Mr. Osborne also offers a master class in how to write dreams.  We’ve all been warned to avoid the cliche it-was-all-a-dream ending.  Why?  Because it’s a cheat.  Mr. Osborne warps reality in a meaningful manner.  Martha has dreams in the first half of the story and these do indeed illuminate her psychology for the reader.  Martha is forced to confront her trouble relating to others (a central character facet that leads to the conclusion).  The dreams are also not terribly abstract.  Mr. Osborne isn’t putting you into the role of a psychiatrist by offering some way-out-there descriptions of things.  A lesser writer (such as myself) would make the dreams so strange that the reader would be forced to take out pad and pencil and figure out what is going on.  Further, Mr. Osborne us careful to let us know when Martha is dreaming and when she is not.  Some writers would not be as vigilant in using the key words and phrases: “began to dream,” “awoke,” “got up,” “wrote down her dream straightaway.”

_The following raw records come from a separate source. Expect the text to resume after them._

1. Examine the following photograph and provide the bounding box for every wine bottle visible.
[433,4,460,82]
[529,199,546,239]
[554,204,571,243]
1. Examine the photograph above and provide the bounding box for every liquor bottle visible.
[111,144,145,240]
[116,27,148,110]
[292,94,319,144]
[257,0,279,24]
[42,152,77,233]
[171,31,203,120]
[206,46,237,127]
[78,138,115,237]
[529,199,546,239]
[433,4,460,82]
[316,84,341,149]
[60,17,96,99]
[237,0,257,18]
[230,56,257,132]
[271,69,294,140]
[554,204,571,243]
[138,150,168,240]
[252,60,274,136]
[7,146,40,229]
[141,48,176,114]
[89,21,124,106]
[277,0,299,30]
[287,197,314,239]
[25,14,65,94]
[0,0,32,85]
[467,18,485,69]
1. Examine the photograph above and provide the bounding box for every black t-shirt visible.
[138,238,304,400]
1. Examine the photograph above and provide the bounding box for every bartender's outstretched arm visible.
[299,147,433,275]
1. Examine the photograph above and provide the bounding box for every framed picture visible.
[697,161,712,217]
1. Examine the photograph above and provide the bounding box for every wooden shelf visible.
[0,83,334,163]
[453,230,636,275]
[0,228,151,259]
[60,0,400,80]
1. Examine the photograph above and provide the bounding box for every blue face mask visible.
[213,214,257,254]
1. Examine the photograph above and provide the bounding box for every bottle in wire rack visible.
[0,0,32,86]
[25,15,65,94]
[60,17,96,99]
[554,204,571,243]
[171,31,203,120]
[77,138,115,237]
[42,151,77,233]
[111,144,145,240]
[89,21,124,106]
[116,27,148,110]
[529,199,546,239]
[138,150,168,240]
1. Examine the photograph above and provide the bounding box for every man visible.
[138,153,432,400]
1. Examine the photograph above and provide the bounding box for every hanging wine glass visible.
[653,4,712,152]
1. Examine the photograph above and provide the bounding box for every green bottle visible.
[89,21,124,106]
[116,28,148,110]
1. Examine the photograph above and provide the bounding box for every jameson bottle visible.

Mr. Osborne is also very careful to establish the “rules” of the lucid dreaming workshop.  When Martha reaches for the wall in the end of the story, it means something to us.  Why?  Because the lucid dreaming expert person told us that rubbing a rough surface will change the dream immediately, and then Mr. Osborne has Martha do just that during one of her less-than-satisfying dreams in the resort.  The reader will follow you wherever you want to go, but you need to establish the specific rules of the world you’re creating.  Mr. Osborne follows his own rules, which is important when he gets to the ending of the story.  He gets a TINY bit abstract and that’s okay.  It’s the end of the story and Martha is undergoing a…very important experience.  The reader understands the significance of rubbing a rough surface, so it means an awful lot.

What Should We Steal?

  • Choose your point of view by working backwards.  If you’re not sure which POV to use, consider which would facilitate the ending you have in mind.
  • Employ dreams as a tool, not a story element unto themselves.  If you’re listening to “Tomorrow Never Knows,” okay, fine; the “dream” is the point.  In a narrative, the dream must simply be another facet of the world and characters you create.
  • Establish the unique rules of your world very quickly and adhere to them.  Think of something like Star Trek: The Next Generation.  (I do this all the time.)  Does it make sense that the Enterprise can go faster than the speed of light?  Sure.  The writers established the “how” of the warp drive and adhere to the rules of the technology very closely.